Northern Virginia health leaders: we’re not ready to reopen

Charlottesville, VA - June 10: A statue of Thomas Jefferson stands in front of the Rotunda at the University of Virginia, Friday June 10, 2016. (Photo by Norm Shafer/ For The Washington Post via Getty Images).

Health directors in northern Virginia say the region is not yet ready to lift stay-at-home orders and other restrictions that the rest of the state is preparing to implement.

In a memo released Sunday, the health directors say the region is not meeting important benchmarks to reduce COVID-19 hospitalizations and employing contact tracers who could chart the progress of the coronavirus in the community. They say the data is unclear on other key metrics, like the rate of positive tests for the virus.

The region’s political leaders wrote a letter to Virginia Gov. Ralph Northam on Sunday accompanying the memo. They ask Northam to allow northern Virginia to move at a slower pace in easing restrictions.

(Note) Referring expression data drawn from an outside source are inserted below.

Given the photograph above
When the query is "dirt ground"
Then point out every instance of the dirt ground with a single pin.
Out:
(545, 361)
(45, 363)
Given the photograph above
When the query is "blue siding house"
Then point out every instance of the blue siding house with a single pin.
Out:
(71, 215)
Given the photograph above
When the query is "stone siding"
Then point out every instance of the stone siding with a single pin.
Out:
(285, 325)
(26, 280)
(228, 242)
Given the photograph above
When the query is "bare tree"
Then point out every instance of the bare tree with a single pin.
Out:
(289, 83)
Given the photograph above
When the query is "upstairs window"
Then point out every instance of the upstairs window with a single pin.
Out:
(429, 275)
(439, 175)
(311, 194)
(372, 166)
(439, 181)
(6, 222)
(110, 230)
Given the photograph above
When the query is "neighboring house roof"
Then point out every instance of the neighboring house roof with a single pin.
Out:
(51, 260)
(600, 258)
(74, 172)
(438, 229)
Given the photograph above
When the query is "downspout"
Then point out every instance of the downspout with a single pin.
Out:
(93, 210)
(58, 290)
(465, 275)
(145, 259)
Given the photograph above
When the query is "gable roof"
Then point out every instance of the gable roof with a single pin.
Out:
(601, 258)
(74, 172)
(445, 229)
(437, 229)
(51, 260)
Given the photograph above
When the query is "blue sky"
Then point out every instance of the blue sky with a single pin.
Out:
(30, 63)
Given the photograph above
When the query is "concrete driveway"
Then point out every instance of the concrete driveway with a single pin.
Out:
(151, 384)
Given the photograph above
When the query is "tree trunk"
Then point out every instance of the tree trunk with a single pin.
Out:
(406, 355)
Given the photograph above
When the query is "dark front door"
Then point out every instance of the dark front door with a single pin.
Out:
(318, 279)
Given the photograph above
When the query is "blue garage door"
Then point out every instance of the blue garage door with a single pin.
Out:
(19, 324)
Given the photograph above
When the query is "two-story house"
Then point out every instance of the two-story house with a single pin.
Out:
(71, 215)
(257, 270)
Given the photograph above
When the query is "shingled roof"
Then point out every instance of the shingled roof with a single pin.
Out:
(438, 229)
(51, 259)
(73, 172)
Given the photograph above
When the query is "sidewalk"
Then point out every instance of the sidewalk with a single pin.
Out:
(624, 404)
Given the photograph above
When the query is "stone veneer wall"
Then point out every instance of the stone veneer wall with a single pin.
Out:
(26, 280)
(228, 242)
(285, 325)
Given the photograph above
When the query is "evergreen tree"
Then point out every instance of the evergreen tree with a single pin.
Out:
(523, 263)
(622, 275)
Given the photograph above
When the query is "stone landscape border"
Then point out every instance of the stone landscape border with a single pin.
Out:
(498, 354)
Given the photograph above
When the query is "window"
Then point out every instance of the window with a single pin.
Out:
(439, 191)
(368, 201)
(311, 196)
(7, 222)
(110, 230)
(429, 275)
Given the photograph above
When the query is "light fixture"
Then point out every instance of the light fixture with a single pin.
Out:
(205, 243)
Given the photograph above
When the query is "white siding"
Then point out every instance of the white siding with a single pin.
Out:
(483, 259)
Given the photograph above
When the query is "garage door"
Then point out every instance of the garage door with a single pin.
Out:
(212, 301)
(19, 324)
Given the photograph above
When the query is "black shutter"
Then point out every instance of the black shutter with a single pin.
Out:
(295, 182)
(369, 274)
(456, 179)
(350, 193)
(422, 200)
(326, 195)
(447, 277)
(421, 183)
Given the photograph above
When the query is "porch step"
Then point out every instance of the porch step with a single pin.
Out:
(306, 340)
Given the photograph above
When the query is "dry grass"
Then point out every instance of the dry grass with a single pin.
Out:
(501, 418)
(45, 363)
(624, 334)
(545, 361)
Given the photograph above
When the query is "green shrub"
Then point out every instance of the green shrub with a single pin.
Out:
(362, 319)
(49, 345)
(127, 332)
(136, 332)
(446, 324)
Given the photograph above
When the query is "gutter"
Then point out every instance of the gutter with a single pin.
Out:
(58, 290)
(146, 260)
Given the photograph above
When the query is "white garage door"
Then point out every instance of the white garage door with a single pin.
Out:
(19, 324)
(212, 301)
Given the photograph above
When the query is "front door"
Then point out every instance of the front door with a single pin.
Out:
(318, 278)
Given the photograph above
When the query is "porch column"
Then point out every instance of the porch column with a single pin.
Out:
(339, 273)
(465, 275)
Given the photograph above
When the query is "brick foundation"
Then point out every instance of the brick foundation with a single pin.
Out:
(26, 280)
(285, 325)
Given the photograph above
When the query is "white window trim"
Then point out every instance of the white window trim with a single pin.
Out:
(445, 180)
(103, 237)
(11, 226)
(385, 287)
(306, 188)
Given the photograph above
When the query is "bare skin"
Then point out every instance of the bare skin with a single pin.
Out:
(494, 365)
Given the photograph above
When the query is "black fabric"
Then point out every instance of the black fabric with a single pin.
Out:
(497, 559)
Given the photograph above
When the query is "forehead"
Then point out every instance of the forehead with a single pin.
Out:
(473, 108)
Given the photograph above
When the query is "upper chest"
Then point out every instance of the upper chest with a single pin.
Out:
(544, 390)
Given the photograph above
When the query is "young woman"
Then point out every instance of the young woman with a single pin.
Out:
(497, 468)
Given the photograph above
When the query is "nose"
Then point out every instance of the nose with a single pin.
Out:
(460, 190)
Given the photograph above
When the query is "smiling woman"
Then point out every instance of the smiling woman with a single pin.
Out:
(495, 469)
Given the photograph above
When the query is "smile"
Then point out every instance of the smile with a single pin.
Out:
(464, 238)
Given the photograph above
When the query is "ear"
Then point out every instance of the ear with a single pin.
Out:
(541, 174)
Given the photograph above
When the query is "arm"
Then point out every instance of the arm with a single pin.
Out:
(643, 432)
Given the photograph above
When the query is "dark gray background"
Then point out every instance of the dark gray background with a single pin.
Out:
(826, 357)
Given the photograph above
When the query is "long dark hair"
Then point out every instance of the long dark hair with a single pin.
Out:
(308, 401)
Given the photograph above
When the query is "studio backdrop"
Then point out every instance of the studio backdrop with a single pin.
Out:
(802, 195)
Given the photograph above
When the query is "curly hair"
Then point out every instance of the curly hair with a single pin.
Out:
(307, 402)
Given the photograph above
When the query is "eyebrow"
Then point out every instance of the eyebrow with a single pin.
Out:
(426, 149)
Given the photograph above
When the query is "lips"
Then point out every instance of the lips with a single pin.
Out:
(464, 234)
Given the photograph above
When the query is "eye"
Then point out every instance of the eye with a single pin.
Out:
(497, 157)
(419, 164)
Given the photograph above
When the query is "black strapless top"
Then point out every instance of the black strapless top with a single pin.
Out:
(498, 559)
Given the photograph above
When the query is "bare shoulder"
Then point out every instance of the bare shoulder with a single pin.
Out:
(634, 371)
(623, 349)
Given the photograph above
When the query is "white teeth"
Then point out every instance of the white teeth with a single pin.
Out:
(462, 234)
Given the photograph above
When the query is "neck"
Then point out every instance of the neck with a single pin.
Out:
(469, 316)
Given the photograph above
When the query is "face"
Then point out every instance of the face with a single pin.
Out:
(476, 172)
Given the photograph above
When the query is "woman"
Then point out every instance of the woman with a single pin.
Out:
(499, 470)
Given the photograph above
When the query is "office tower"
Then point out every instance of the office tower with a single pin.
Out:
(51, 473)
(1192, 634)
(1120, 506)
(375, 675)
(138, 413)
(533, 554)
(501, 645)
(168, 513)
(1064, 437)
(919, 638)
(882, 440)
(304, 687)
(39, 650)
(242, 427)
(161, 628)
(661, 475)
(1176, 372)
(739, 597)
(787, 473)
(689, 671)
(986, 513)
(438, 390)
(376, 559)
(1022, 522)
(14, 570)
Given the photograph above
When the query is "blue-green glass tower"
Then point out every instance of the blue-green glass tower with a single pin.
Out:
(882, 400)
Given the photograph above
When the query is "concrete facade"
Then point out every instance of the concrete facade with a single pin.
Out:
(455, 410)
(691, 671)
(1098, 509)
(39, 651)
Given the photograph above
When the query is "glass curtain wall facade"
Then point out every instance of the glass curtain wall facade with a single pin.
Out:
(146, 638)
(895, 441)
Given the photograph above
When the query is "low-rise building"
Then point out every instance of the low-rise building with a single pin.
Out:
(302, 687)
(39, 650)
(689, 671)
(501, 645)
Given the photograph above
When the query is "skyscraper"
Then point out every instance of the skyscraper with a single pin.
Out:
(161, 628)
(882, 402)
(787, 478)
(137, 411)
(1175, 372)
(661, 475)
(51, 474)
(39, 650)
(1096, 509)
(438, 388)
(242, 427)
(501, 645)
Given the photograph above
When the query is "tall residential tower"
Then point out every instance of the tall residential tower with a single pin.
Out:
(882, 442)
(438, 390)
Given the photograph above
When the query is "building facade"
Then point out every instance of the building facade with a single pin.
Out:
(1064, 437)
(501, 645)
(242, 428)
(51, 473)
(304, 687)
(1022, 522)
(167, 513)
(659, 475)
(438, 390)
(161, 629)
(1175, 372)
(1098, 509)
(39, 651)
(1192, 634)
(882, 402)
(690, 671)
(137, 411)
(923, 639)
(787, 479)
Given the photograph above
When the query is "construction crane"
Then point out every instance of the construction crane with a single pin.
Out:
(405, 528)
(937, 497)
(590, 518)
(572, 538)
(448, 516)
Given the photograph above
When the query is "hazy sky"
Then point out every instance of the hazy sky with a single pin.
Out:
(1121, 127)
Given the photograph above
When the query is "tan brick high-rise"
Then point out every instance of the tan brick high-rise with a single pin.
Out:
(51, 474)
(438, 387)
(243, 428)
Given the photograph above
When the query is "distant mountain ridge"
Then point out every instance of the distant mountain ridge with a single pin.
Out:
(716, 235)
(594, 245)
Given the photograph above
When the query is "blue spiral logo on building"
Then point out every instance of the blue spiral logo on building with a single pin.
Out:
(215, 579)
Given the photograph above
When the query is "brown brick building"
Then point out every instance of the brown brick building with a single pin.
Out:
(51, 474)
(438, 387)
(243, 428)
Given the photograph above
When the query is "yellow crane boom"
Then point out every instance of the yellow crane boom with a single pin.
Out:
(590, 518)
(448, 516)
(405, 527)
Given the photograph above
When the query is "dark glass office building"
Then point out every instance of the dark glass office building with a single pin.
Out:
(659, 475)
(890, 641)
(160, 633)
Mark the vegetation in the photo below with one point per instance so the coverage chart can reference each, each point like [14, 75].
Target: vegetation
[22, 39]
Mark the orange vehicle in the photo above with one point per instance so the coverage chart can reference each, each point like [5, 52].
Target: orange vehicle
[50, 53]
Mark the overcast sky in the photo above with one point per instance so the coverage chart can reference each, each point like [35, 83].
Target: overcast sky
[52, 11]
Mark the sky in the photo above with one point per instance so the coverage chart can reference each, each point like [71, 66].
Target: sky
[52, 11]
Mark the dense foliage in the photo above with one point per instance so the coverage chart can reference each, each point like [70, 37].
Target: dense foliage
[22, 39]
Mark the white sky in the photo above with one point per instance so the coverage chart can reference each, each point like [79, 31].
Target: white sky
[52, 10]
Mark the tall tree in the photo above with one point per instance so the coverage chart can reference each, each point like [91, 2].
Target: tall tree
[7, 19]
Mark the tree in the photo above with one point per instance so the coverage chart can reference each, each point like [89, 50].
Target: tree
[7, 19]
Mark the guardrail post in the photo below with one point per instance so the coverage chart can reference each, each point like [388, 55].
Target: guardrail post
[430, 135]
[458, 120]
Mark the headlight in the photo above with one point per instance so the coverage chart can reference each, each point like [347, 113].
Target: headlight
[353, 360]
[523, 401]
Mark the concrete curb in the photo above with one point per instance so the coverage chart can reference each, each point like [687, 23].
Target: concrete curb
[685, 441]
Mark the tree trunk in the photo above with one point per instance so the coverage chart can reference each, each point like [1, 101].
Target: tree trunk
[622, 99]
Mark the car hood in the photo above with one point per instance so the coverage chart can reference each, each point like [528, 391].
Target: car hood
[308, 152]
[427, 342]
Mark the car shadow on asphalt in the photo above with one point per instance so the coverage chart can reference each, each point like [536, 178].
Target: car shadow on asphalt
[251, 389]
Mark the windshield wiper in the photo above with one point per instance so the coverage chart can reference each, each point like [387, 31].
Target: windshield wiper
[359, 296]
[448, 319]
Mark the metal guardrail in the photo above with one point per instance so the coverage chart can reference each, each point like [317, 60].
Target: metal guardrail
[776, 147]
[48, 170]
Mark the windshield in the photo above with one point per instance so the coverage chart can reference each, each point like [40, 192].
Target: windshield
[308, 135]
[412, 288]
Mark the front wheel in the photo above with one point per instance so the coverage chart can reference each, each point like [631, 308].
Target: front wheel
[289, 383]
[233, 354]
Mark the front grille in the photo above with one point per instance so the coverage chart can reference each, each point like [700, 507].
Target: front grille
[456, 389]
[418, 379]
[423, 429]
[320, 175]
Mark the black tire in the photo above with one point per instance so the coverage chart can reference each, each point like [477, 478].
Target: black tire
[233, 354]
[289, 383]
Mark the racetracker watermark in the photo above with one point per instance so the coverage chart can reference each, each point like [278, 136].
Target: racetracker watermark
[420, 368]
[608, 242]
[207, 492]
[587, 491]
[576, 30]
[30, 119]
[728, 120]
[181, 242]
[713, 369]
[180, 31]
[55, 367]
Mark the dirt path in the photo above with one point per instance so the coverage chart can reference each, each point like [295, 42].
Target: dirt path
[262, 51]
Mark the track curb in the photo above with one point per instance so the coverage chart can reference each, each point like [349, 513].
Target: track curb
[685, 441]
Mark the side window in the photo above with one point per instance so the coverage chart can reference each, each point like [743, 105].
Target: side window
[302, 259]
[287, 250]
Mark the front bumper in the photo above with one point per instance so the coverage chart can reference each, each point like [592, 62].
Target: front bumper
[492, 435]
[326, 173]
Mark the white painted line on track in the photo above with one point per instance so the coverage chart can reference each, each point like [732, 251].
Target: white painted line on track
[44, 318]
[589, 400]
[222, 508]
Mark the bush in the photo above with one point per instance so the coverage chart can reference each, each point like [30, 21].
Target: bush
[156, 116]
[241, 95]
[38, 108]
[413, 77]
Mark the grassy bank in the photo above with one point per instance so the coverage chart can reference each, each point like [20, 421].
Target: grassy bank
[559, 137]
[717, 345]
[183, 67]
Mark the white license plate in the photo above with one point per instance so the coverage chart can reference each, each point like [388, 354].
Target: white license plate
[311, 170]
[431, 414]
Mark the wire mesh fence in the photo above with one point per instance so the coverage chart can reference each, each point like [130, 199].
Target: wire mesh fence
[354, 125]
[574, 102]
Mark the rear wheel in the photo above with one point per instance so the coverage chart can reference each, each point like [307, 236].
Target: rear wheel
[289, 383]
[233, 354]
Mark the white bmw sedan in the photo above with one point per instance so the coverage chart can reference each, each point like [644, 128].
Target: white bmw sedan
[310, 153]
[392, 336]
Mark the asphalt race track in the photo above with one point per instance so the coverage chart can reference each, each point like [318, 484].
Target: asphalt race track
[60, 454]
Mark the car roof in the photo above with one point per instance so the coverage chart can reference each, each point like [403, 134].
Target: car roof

“The transition to Phase 1 in Northern Virginia should occur when our region has achieved the threshold metrics,” the group wrote. It includes Arlington County Board Chair Libby Garvey, Fairfax County Board of Supervisors Chairman Jeff McKay, Prince William County Board of Supervisors Chairman Ann Wheeler, Loudoun County Board of Supervisors Chair Phyllis Randall and Alexandria Mayor Justin Wilson. All are Democrats, as is Northam.

Northam said he plans to implement the first phase of reopening the economy on Friday, though restrictions will remain severe. The first phase will allow some retail businesses to reopen with limited capacity, and private gatherings of less than 10 will be permitted. Indoor gyms would remain closed, beaches would remain closed to sunbathers and restaurants would still be prohibited from indoor dine-in service, though.

Northam has gone back and forth as to whether some regions of the state would be allowed to open earlier than others, but his most recent comments suggest that he would allow northern Virginia to exempt itself from Phase 1 if it didn’t feel it was ready.

The region accounts for about a fourth of the state’s population but roughly half of the state’s coronavirus cases.

The health directors, in their letter, say the region has met none of the metrics needed to show a sustained decline in cases or a preparedness to ease restrictions. They say that while hospitals have secured sufficient personal protective equipment, private physicians and long-term care facilities have not.

And they say they need more data from the state health department to determine whether the percentage of positive cases has decreased over the last 14 days.

For most people, the coronavirus causes mild or moderate symptoms, such as fever and cough that clear up within weeks. For some, especially older adults and those with existing health problems, it can cause more severe illness and death.